Procedettero spediti nel largo cunicolo avvolto dalle tenebre che avevano già esplorato e superarono il punto in cui si erano imbattuti nella colonia di pipistrelli, anche se degli animali non c’era più traccia a parte il guano che ricopriva il terreno. Giunsero così al crocicchio in cui il giorno prima avevano deciso di fermarsi e di tornare indietro.
Davanti a loro si apriva uno slargo in cui si distingueva, nella luce tenue e tremolante delle lanterne, una serie di tre gallerie disposte a raggiera.
Greenstone si fermò, posò a terra la lanterna e indicò un punto imprecisato oltre il suo sguardo. «Ora dobbiamo decidere da che parte andare…» disse. Poi tirò fuori la bussola d’ottone dal taschino del giubbetto che portava sotto il pastrano, e fece la sua proposta: «Io direi di procedere nella direzione iniziale, e cioè verso est. L’ingresso della galleria a est mi sembra abbastanza ampio, se la sorte ci assiste è probabile che sia la via principale che porta sotto la montagna… Il regno di Alatapec!» Fece un accenno di sorriso e rivolse lo sguardo al francese, «Voi che ne pensate Jacques?»
«Penso che sia la scelta più sensata, non c’è motivo di cambiare direzione… Continuiamo a est e speriamo che questo dio della montagna oggi sia di buon umore!»
Decisa la direzione da prendere, Sewell estrasse la piccozza dallo zaino e fece un solco ben visibile sulla parete della galleria da cui erano provenuti perché servisse come segnale di riferimento per guidarli al ritorno, dopo di che i tre s’incamminarono nella nuova galleria.
Il terreno era molto accidentato e declinava verso il basso con una pendenza ancora più accentuata.

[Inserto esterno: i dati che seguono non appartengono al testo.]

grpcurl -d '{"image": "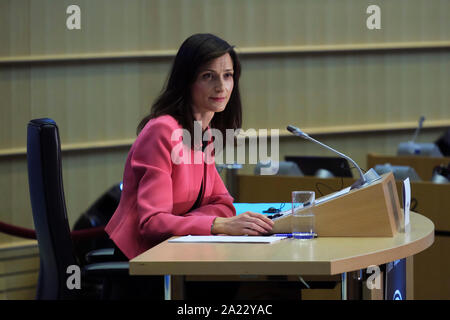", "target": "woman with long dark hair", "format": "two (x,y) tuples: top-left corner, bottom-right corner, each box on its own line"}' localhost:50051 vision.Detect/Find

(106, 34), (273, 259)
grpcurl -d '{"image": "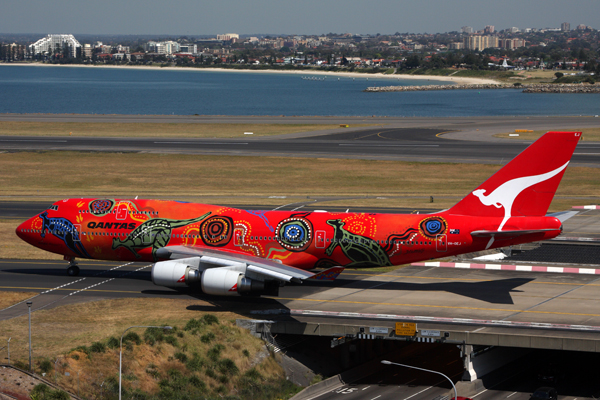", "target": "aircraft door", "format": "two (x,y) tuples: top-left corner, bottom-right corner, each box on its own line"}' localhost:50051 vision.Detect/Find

(117, 203), (127, 221)
(315, 231), (327, 249)
(435, 235), (448, 252)
(233, 228), (244, 247)
(73, 224), (81, 242)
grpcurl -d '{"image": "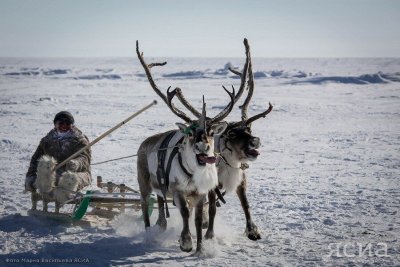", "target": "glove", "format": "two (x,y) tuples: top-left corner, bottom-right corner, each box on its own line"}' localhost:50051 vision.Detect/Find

(67, 159), (79, 172)
(25, 176), (36, 192)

La volta della galleria era fitta di stalattiti appuntite che lambivano le teste degli esploratori. Sewell, il primo della fila e il più alto dei tre, aveva non poche difficoltà a evitare di sbattere la fronte contro quei cunei di roccia che nella semioscurità apparivano all’improvviso. Fu forse  proprio per questo che, tutto intento a controllare la parte alta del tunnel e ignorando completamente il vuoto che si apriva sotto di lui, cadde in una voragine!
Ruzzolò lungo una discesa ripida e ricoperta di pietrisco. I sassi lo accompagnarono nella caduta e ne attutirono i colpi ricevuti mentre impattava sul terreno. Ciò gli permise di raggiungere il fondo in una nuvola di polvere ma praticamente illeso.
Tentò subito di rialzarsi ma non vedeva nulla, solo il buio più totale. Quasi immediatamente giunse il suono delle voci dei compagni che, da qualche parte sopra di lui, gridavano il suo nome.
«Joseph! Joseph, mi sentite?… Rispondete, Joseph!»
«Sono quaggiù Jacques! Quaggiù… ma non so, non vedo nulla… Ho perduto la lanterna nella caduta!»
«Joseph, state bene?»
«Sono tutto intero… credo… a parte qualche graffio, direi che poteva andarmi peggio!»
«Va bene, ora veniamo a prendervi!»
Juan fece passare una corda attorno a una stalagmite posta a ridosso del buco dov’era precipitato Greenstone, la fissò con un nodo semplice, poi imbracò la fune alla vita del francese aiutandolo a calarsi giù. Jacques scese lentamente puntellando i piedi al ripido terreno franoso. Mentre con una mano si teneva assicurato alla fune, con l’altra impugnava la lanterna cercando di intravedere il fondo della discesa.
Quando fu giunto in basso trovò subito Sewell a riceverlo. In una manciata di secondi i due furono raggiunti dall’indio che nel frattempo aveva recuperato la lanterna dello scozzese che non si era danneggiata, la riaccese e gliela porse.
Greenstone si sistemò alla meglio, raccolse lo zaino e controllò che gli strumenti di lavoro al suo interno non si fossero rotti per la caduta. Fortunatamente era tutto a posto.
«Quando vi ho visto cadere ho pensato al peggio…» disse Jaques.
«Come vi ho detto, amico mio, quest’avventura mette tutte quante le nostre vite sullo stesso piano… ed è un piano assai traballante!» replicò lo scozzese che aveva ripreso il pieno controllo di sé. Probabilmente la caduta gli era servita per recuperare lo spirito e la consapevolezza che credeva d’aver smarrito. «Ho la sensazione che finché ci troveremo qua sotto non avrete tempo di preoccuparvi della vostra salute, preoccupatevi piuttosto di dove mettete i piedi… Avete visto cos’è successo a me, giusto?» aggiunse ironico.
«Concordo in pieno Joseph! Credo che almeno quaggiù la malattia mi darà tregua… Magari lascerà che sia un burrone o una belva affamata oppure una freccia avvelenata a finire il lavoro che ha iniziato… vedremo!» si schernì il francese.
«Bene Jacques! E’ così che vi voglio… Un inguaribile ottimista!» concluse Sewell con un mezzo sorriso velato d’amarezza.
A quel punto i tre uomini dovettero decidere se risalire e tornare indietro oppure proseguire l’esplorazione nonostante l’imprevisto della buca. Sewell sollevò la lanterna cercando d’illuminare più che poteva lo spazio attorno a sé. Ben presto si rese conto che erano scesi in un enorme antro di cui non era possibile calcolare l’ampiezza.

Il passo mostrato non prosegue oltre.